Generative Design of Oxides as CO2 Hydrogenation Catalysts

A key goal in sustainable development is to find ways to convert carbon dioxide (CO2) into valuable chemicals. One critical reaction is the conversion of CO2 with H2 to produce methanol, which can be used as a fuel or precursor of various important chemicals. This process is enabled by materials called catalysts, which accelerate the rate of chemical reactions and increase their efficiency toward producing the desired products. Binary oxides comprising two metals and oxygen have emerged as a promising alternative to standard metal-based catalysts for forming methanol from CO2 and H2. However, their complexity makes it challenging to fully understand how their composition and structure relate to their catalytic activity. Today, computer simulations are commonly used to understand how catalysts work at the atomic level. Still, they are computationally intensive and costly, limiting the understanding and the exploration of alternative materials.
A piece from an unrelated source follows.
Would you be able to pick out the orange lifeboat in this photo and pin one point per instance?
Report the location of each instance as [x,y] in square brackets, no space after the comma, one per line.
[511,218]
The GENOX project aims to identify the critical properties of mixed metal oxides to design and predict better materials for hydrogenating CO2 to methanol. Several catalytic materials will be evaluated using data-driven and artificial intelligence (AI) methods to establish connections between computed and experimental properties and their catalytic activity. After validating the accuracy of the methods by benchmarking against experimental data from collaborators who are experts in the field, we will use generative AI to suggest better catalytic materials. Overall, the GENOX project takes an alternative approach driven by artificial intelligence to unravel the properties of oxide materials driving their catalytic activity for the sustainable conversion of CO2.